Verdict — what this means for organizations and administrators
Microsoft’s withdrawal of the strict per‑mailbox external recipient cap is a pragmatic retreat from an approach that risked heavily disrupting legitimate business processes. It reflects a broader lesson: platform protections must be balanced with operational realities. Administrators should treat the change as a pause in enforcement, not a permanent removal of outbound controls.Operational priorities for the next 90–180 days:
- Audit and classify mailbox send patterns now.
- Migrate true bulk transactional and marketing flows to dedicated services.
- Demand and validate Microsoft’s promised reporting and adaptive controls before relying on them in production.
- Maintain clear runbooks and fallbacks for critical notifications.
Conclusion
The cancellation of the Mailbox External Recipient Rate Limit is a notable victory for administrators who raised operationally concrete objections, but it is also a reminder that the drive to harden cloud platforms against abuse will continue.
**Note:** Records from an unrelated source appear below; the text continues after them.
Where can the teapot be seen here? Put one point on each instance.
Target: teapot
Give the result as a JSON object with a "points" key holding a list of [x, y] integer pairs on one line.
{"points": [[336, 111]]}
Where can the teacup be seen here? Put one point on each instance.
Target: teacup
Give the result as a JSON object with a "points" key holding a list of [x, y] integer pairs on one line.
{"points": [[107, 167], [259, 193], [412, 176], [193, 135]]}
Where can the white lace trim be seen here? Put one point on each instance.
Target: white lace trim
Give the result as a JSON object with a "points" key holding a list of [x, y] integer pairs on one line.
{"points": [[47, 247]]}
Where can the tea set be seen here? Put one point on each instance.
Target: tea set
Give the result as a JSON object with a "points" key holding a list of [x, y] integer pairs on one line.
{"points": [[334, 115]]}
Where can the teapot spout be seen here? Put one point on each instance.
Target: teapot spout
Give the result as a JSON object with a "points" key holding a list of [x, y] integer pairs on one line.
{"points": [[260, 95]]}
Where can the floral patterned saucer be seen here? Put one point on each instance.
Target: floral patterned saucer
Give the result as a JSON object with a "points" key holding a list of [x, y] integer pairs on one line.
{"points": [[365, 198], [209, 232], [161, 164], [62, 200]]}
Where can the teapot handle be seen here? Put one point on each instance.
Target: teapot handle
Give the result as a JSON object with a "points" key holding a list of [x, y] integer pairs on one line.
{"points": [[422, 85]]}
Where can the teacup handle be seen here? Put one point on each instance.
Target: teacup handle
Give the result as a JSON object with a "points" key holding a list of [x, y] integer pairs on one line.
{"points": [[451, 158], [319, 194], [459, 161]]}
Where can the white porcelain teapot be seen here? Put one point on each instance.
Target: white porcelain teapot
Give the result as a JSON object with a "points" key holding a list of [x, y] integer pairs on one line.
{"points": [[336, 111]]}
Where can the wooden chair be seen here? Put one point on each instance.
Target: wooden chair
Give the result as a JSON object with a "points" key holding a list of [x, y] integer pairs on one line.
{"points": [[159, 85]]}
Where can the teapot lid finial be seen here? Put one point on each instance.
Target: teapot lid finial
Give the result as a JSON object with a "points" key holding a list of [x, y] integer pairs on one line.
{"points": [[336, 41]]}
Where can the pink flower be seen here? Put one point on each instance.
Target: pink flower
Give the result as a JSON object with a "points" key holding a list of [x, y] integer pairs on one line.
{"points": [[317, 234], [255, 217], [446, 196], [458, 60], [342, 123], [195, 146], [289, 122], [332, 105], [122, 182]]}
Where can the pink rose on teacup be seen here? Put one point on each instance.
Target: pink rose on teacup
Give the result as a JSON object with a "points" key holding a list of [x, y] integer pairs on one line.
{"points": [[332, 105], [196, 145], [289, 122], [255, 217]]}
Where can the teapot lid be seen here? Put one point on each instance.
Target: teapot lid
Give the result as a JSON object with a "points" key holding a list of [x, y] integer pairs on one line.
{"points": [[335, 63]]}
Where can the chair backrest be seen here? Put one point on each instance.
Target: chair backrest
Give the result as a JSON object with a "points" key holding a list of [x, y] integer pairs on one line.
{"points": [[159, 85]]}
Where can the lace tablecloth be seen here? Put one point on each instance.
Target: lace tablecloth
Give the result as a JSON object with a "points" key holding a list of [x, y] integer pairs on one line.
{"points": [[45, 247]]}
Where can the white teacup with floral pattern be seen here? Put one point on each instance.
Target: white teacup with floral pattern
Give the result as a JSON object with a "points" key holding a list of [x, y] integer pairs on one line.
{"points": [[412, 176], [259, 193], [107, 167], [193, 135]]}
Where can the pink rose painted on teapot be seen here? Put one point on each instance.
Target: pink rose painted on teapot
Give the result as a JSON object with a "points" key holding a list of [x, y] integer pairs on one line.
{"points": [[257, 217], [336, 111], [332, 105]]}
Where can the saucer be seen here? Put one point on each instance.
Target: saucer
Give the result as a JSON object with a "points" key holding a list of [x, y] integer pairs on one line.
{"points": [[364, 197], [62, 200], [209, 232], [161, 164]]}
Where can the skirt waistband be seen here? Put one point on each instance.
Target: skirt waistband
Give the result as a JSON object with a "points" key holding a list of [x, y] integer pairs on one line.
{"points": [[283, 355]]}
Microsoft’s pivot toward smarter, more adaptive protections is the right conceptual direction—but it raises new expectations: detailed reporting, transparent classification logic, and enterprise tooling to manage exceptions.For now, organizations should move fast on discovery and architecture: assume tenant‑level limits and legacy recipient ceilings still apply, identify and migrate high‑volume flows to purpose‑built email services, and insist on measurable telemetry from Microsoft before embracing any new adaptive enforcement. The choice is simple: design systems that survive an era of tighter outbound controls, or risk being surprised by them.